In our univariate analysis, baseline CD4+ cell count was not associated with hypertension incidence [Crude HR:0.999 (0.997,1.000)], however in the adjusted model, baseline CD4+ cell count was associated with hypertension incidence [Adjusted HR:1.004 (1.002,1.006)]. Given the weak magnitude of the relationships observed in this regard, we feel this finding does not likely carry strong clinical implications for our study population and should not be over-interpreted.
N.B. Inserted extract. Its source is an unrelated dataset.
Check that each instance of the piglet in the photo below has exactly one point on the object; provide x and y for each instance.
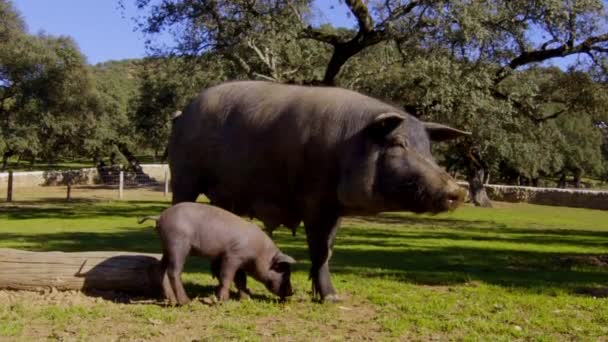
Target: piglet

Our study has a few limitations. First, our study population represents patients enrolled in two multi-center prospective studies of treatment-naïve patients initiating government-sponsored, currently available ART regimens at the time of enrollment. Therefore, our findings may be influenced by differences in the two studies. However, we did not detect a significant difference in the incidence rates between patients in the two groups, and given the patients were recruited from study sites within the same research network there was a high degree of consistency in the enrollment criteria and technique for study evaluations. We also acknowledge that the sample does not fully represent the entire population of patients with HIV in China, as participants were able to meet criteria for entry into the study and maintain follow-up care. However, if anything, we expect that this would underestimate the magnitude of our findings. Furthermore, while our sample size was smaller compared with studies from European and the United States [5, 7,8,9, 11], it represents the largest study to date in Asia to explore this important issue. In addition, it is possible that a few people classified as having hypertension based on taking an antihypertension medication maybe have been misclassified, as these medications may be used to treat other conditions. Finally, the follow-up period in the present study is comparatively short, and therefore continued follow up is needed to understand how incidence rates change after longer periods of exposure to ART.

Conclusions

Hypertension is a major modifiable risk factor for cardiovascular disease, an important cause of mortality among PLWH. We found that incidence of hypertension was high compared with rates among the general population. Recent low CD4+/CD8+ ratio and detectable HIV viremia were associated with incident hypertension, while receipt of ART was associated with reduced risk. Hypertension may be mitigated, in part, by excellent HIV care, including viral suppression with ART.